The point should also be made; and with emphasis that cattle herding is a private business enterprise. The so-called nomads are mere individuals in the employ of big cattle owners. Need it be said that contemporary cattle business is done through ranching. Besides, Nigeria is a federal state and not a garrisoned centralized government to be ruled at the whims and caprices of a particular group. Any such move would only raise further tension in the polity and create all-round instability. The battle lines have been drawn by the southern governors and MACBAN, by its confrontational stance, and belligerence has chosen a path that will breed irredentism from southern ethnic groups. 

 

If there was any time, when President Buhari ought to see the atrocities of the Fulani herdsmen as a national emergency, which poses a threat to national unity; that time is now. The times call for all Nigerians to be vigilant and work to uphold national unity.

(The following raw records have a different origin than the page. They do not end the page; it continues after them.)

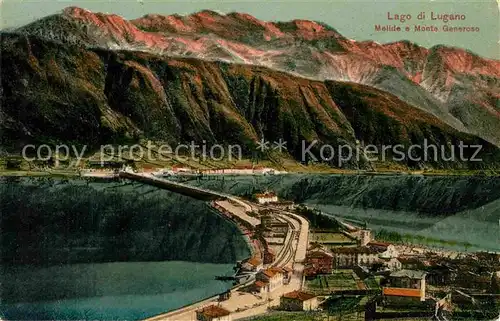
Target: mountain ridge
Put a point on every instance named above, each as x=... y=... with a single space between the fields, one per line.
x=435 y=79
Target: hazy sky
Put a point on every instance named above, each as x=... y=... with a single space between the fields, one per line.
x=354 y=19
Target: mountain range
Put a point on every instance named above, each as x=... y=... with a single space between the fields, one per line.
x=94 y=78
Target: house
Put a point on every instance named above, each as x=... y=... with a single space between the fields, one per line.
x=349 y=257
x=298 y=301
x=411 y=262
x=267 y=197
x=269 y=256
x=320 y=260
x=213 y=313
x=392 y=264
x=287 y=274
x=386 y=250
x=253 y=264
x=272 y=276
x=364 y=236
x=260 y=287
x=406 y=284
x=178 y=168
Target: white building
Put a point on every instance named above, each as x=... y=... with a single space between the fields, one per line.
x=213 y=313
x=298 y=301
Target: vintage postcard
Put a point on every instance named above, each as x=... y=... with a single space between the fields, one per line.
x=250 y=160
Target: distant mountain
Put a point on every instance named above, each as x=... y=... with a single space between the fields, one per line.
x=94 y=78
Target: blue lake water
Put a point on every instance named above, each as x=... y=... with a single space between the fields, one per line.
x=106 y=291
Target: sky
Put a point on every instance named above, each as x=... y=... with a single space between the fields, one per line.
x=355 y=19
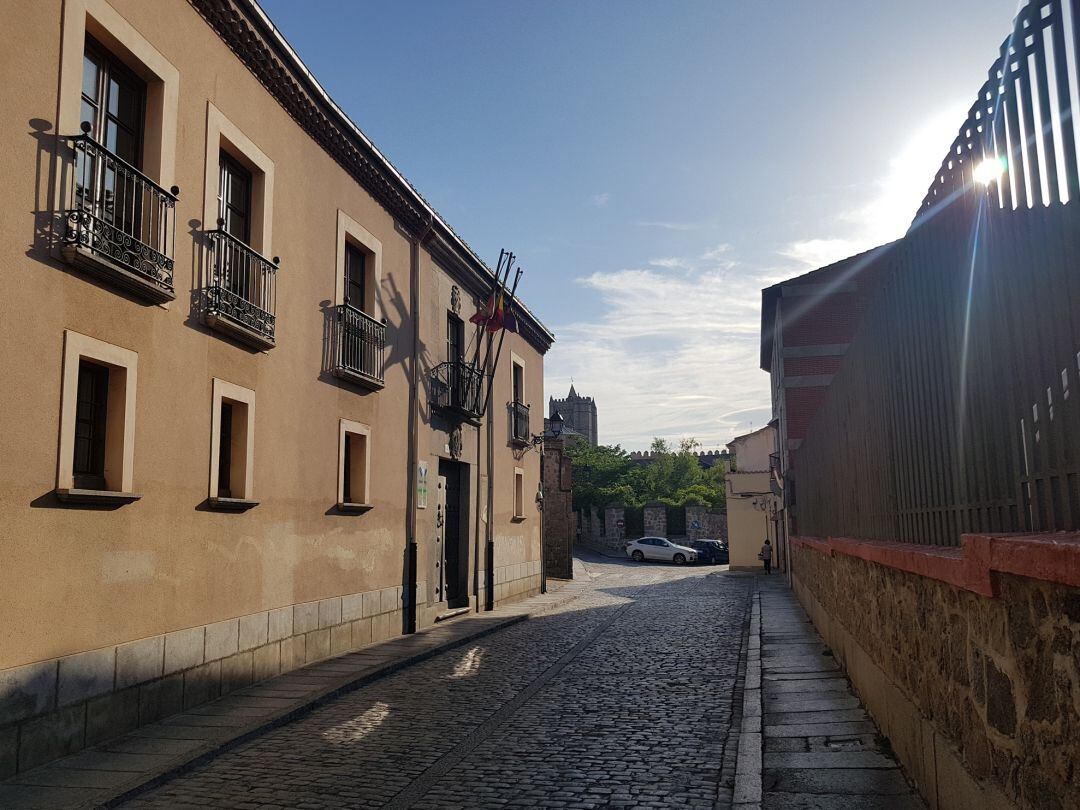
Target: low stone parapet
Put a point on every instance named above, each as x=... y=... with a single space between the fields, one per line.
x=967 y=658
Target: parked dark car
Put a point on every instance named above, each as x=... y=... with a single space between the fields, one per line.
x=712 y=552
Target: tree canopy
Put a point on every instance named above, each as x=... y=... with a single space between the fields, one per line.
x=607 y=474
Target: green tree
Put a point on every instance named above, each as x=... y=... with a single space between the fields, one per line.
x=674 y=476
x=603 y=475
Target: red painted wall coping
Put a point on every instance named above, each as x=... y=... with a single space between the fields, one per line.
x=1050 y=557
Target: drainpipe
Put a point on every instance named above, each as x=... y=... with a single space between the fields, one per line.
x=489 y=536
x=543 y=497
x=412 y=549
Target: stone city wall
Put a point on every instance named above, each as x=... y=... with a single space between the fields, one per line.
x=656 y=520
x=974 y=676
x=701 y=522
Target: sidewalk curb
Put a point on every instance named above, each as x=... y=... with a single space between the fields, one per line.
x=347 y=684
x=747 y=790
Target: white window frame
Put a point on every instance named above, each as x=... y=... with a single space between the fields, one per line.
x=355 y=429
x=224 y=390
x=518 y=494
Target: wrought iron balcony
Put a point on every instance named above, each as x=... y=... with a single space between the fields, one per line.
x=520 y=423
x=241 y=298
x=457 y=387
x=359 y=347
x=121 y=225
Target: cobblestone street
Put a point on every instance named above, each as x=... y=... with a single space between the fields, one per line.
x=622 y=698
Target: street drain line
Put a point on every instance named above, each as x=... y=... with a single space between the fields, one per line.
x=427 y=780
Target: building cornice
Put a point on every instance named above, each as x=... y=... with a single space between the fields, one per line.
x=250 y=34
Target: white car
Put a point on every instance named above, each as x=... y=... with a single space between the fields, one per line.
x=658 y=548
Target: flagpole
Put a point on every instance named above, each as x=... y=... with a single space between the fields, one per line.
x=490 y=299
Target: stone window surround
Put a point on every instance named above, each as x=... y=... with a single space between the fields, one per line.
x=162 y=80
x=120 y=421
x=351 y=231
x=355 y=429
x=516 y=360
x=229 y=391
x=221 y=134
x=518 y=494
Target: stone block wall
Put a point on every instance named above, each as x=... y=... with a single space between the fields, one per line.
x=980 y=694
x=55 y=707
x=512 y=582
x=656 y=520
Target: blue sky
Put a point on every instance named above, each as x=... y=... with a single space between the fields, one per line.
x=653 y=165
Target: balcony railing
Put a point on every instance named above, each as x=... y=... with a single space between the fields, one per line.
x=520 y=423
x=359 y=347
x=121 y=225
x=241 y=298
x=457 y=387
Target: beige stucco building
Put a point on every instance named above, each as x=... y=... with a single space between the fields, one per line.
x=752 y=505
x=240 y=424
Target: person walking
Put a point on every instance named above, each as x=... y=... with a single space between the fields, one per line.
x=766 y=555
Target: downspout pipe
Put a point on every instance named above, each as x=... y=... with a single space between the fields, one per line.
x=412 y=549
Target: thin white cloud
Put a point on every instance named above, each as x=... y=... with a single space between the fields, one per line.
x=670 y=226
x=893 y=199
x=715 y=253
x=672 y=355
x=670 y=264
x=814 y=253
x=676 y=354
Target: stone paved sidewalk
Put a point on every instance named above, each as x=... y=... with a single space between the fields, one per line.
x=820 y=750
x=151 y=754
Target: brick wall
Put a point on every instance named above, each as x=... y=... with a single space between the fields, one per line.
x=832 y=320
x=807 y=366
x=991 y=683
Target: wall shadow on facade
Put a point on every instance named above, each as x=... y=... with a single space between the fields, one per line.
x=45 y=217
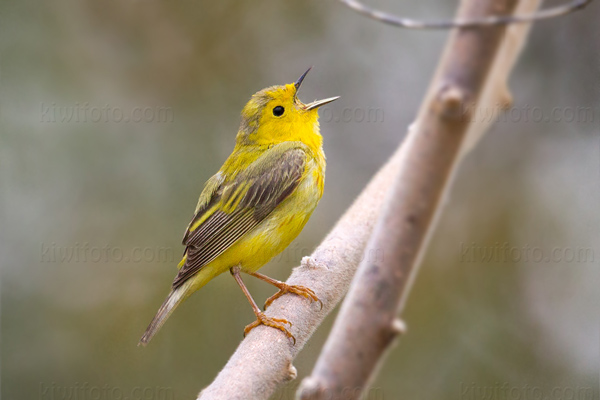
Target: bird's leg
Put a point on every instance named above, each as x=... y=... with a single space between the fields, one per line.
x=285 y=288
x=261 y=318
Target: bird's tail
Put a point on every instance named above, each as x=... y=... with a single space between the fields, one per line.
x=171 y=302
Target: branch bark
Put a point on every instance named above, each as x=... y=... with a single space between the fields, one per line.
x=263 y=360
x=472 y=74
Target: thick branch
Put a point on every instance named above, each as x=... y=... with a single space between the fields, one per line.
x=263 y=361
x=472 y=74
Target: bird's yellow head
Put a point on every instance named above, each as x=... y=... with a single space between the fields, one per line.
x=276 y=115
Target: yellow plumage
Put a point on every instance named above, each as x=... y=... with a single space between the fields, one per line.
x=258 y=202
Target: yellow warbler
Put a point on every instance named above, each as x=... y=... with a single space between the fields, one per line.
x=257 y=203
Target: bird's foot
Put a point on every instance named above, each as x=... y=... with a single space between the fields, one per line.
x=296 y=289
x=277 y=323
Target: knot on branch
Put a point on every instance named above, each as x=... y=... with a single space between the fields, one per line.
x=452 y=103
x=310 y=388
x=398 y=326
x=311 y=263
x=291 y=372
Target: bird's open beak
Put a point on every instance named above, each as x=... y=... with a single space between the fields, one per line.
x=319 y=103
x=299 y=81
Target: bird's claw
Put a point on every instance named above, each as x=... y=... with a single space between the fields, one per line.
x=296 y=289
x=277 y=323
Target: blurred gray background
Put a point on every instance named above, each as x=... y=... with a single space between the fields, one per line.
x=94 y=206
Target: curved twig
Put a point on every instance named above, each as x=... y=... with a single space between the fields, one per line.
x=474 y=70
x=467 y=23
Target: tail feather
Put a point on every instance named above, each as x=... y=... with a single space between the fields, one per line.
x=171 y=302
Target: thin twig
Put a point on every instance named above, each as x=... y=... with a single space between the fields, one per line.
x=474 y=70
x=465 y=23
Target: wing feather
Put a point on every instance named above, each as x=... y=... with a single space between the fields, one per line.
x=237 y=206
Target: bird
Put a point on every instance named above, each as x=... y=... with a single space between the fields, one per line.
x=256 y=204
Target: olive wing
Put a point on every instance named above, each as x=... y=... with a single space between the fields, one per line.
x=238 y=206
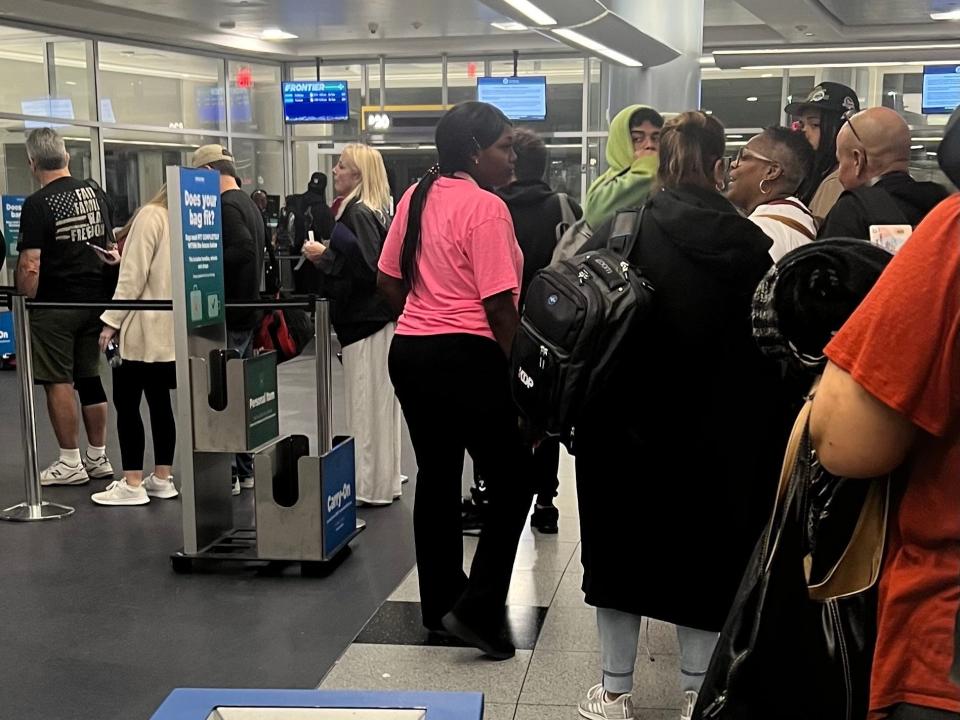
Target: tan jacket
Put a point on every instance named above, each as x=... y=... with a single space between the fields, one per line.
x=826 y=196
x=145 y=335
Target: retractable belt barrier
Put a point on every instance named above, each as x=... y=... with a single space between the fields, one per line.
x=34 y=507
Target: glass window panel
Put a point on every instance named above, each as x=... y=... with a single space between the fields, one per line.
x=462 y=80
x=136 y=164
x=343 y=131
x=256 y=103
x=564 y=90
x=153 y=86
x=259 y=164
x=15 y=175
x=564 y=167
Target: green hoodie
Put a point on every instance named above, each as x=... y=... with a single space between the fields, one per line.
x=628 y=180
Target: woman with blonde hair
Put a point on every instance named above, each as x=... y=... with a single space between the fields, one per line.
x=148 y=363
x=362 y=318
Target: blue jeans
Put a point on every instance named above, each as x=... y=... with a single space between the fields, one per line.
x=619 y=635
x=242 y=342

Everybody should exercise caution and northern ethnic jingoists and tribal bigots should be called to order. Those berating southern governors for rising up to a challenge posed by herdsmen and calling the open grazing ban as secession must realize that too many things bind us together than currently separate us. Let the common bonds of unity attract the statesmen in us because though tongue and tribe may differ, Nigerians must stand in brotherhood. Nigeria is better off as a united country on agreed terms than a splintered one.